The North Carolina Court of Appeals has upheld the right of the state to tax companies based on the combined earnings of their affiliated businesses.
In a unanimous ruling issued Tuesday, a three-judge panel said that Salisbury-based Delhaize America, the parent company of grocery chain Food Lion, owes the state about $10 million in back taxes and penalties for improperly lowering its tax bill.
The ruling is the latest twist in a case that dates back more than five years. Early last year, a North Carolina Business Court judge upheld the Department of Revenue’s assessment of extra taxes and interest but rejected as unconstitutional the $1.2 million penalty the state levied against Delhaize.
The three-judge panel on Tuesday reversed the judge’s decision on the penalty, saying the state was within its constitutional rights to assess it.
Delhaize America and Food Lion said in a statement that they respect the court’s decision but were disappointed in the result.
“We are currently reviewing the Court’s opinion and considering our options,” the statement said.
Delhaize, owned by Belgium-based Delhaize Group, operates 1,127 stores in the United States, including 507 in North Carolina.
The case stems from the state’s argument that Delhaize improperly lowered its tax bill by establishing “abusive tax shelters.” That enabled Delhaize to hide its “true earnings” in North Carolina by arbitrarily shifting profits to an out-of-state affiliate, the state argued.
Delhaize paid the $6.9 million in tax, interest and penalties assessed by the state for the 2000 tax year, then sued for a refund.
Delhaize launched its original lawsuit in 2008. The company argued that the revenue department combined its 2000 tax return with a tax return from its Florida affiliate, which had filed a separate return.
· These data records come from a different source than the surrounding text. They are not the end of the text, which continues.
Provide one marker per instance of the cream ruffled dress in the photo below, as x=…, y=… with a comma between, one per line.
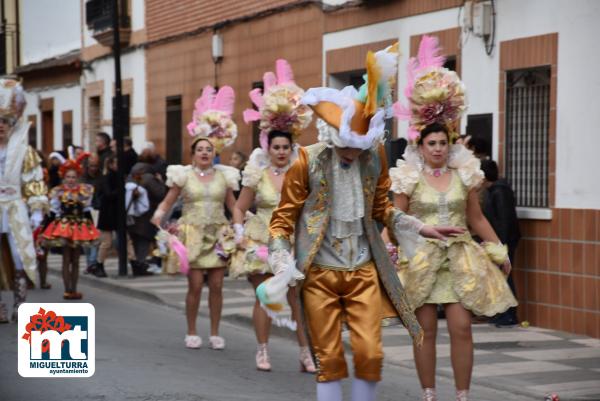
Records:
x=203, y=227
x=459, y=270
x=255, y=176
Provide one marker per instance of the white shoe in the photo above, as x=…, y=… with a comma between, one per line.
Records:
x=154, y=269
x=216, y=342
x=193, y=341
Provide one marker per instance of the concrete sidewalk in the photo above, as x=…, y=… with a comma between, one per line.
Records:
x=528, y=362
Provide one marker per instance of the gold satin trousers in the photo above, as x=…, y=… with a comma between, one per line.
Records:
x=333, y=296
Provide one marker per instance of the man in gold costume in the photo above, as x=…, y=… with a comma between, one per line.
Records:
x=22, y=196
x=331, y=199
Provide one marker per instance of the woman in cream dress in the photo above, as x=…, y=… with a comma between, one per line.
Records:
x=438, y=182
x=203, y=228
x=282, y=118
x=261, y=185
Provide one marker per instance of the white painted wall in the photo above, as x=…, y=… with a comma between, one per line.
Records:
x=132, y=66
x=49, y=28
x=65, y=99
x=578, y=56
x=137, y=15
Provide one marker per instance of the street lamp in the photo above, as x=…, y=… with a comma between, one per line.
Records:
x=118, y=136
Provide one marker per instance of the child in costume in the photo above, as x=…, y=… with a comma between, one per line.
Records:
x=282, y=118
x=23, y=198
x=438, y=183
x=203, y=228
x=331, y=198
x=71, y=226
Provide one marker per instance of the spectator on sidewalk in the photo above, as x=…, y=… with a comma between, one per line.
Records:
x=55, y=159
x=150, y=155
x=142, y=232
x=103, y=147
x=499, y=207
x=130, y=156
x=107, y=217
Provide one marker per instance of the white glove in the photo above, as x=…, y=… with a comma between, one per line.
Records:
x=36, y=219
x=239, y=233
x=282, y=263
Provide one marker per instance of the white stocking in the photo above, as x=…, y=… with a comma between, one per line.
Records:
x=363, y=390
x=14, y=250
x=329, y=391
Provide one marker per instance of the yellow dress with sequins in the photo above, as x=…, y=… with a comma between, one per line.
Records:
x=458, y=270
x=256, y=229
x=203, y=227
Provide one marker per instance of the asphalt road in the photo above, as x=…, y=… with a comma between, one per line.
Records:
x=140, y=356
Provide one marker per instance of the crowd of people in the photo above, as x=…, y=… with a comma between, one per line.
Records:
x=301, y=224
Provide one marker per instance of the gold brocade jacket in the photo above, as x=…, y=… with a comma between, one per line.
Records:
x=305, y=209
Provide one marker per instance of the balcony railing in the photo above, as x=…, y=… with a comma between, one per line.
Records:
x=99, y=19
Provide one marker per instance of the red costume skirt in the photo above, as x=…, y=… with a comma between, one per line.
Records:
x=70, y=232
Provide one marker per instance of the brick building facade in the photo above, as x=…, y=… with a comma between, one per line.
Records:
x=557, y=270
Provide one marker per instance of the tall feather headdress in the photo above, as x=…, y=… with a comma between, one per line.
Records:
x=279, y=106
x=358, y=117
x=434, y=93
x=212, y=117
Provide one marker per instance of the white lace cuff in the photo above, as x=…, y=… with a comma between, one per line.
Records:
x=232, y=176
x=282, y=262
x=406, y=229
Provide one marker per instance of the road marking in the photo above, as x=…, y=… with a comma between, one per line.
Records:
x=518, y=336
x=405, y=352
x=242, y=310
x=146, y=284
x=589, y=342
x=572, y=389
x=515, y=368
x=557, y=354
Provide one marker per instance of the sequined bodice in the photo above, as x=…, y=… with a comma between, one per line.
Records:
x=203, y=202
x=440, y=208
x=267, y=196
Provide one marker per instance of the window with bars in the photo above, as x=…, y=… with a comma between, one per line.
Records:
x=174, y=129
x=527, y=125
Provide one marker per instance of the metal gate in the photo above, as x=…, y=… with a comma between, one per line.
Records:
x=527, y=125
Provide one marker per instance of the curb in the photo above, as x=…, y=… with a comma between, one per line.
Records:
x=110, y=285
x=246, y=322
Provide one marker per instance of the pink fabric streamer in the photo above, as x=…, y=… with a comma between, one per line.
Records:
x=262, y=252
x=251, y=115
x=429, y=50
x=224, y=101
x=205, y=100
x=284, y=72
x=257, y=98
x=181, y=252
x=269, y=80
x=263, y=138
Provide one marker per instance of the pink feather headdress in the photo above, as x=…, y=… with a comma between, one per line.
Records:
x=279, y=106
x=435, y=94
x=212, y=117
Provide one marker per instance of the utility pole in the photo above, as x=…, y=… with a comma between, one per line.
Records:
x=118, y=136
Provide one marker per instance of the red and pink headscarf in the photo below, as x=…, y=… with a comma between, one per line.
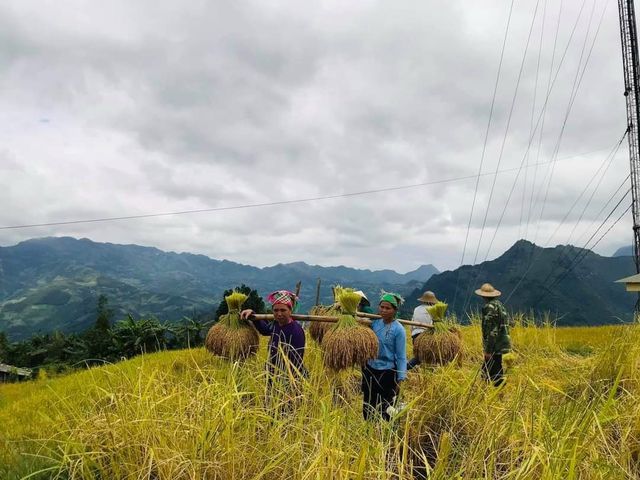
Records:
x=283, y=297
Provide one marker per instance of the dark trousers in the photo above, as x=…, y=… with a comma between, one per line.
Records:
x=378, y=389
x=414, y=362
x=492, y=369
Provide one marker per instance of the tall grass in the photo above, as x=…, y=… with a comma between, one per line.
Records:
x=570, y=409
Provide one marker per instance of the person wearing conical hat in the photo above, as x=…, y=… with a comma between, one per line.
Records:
x=495, y=334
x=287, y=338
x=421, y=315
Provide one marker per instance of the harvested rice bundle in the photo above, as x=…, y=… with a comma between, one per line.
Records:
x=509, y=360
x=437, y=311
x=443, y=343
x=318, y=329
x=348, y=344
x=231, y=337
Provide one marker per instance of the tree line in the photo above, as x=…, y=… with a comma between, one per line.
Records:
x=109, y=341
Combining the returns resulted in Delhaize being assessed nearly $7 million in additional taxes, penalties and interest, the company said.
Delhaize later filed an amended complaint against the Department of Revenue saying it had found new evidence indicating the revenue department illegally forced more than 230 companies to pay more than $330 million in additional corporate income taxes.
But in 2009, the state Court of Appeals unanimously ruled against Wal-Mart in a similar, but much larger, tax shelter case. In that case, the court rejected Wal-Mart’s efforts to obtain a $30 million income tax refund.
Tuesday’s ruling was written by Judge Cressie H. Thigpen Jr., with Judges Donna Stroud and J. Douglas McCullough concurring. Stroud wrote the Wal-Mart ruling, which Thigpen cited.
He noted that the appeals court had upheld the Department of Revenue’s assessment of penalties against Wal-Mart under similar circumstances. Thigpen’s ruling also said the concept of combining the returns of affiliated businesses for the purpose of taxation dates back decades in North Carolina.
The Department of Revenue, he said, has required combined reporting since at least 1973.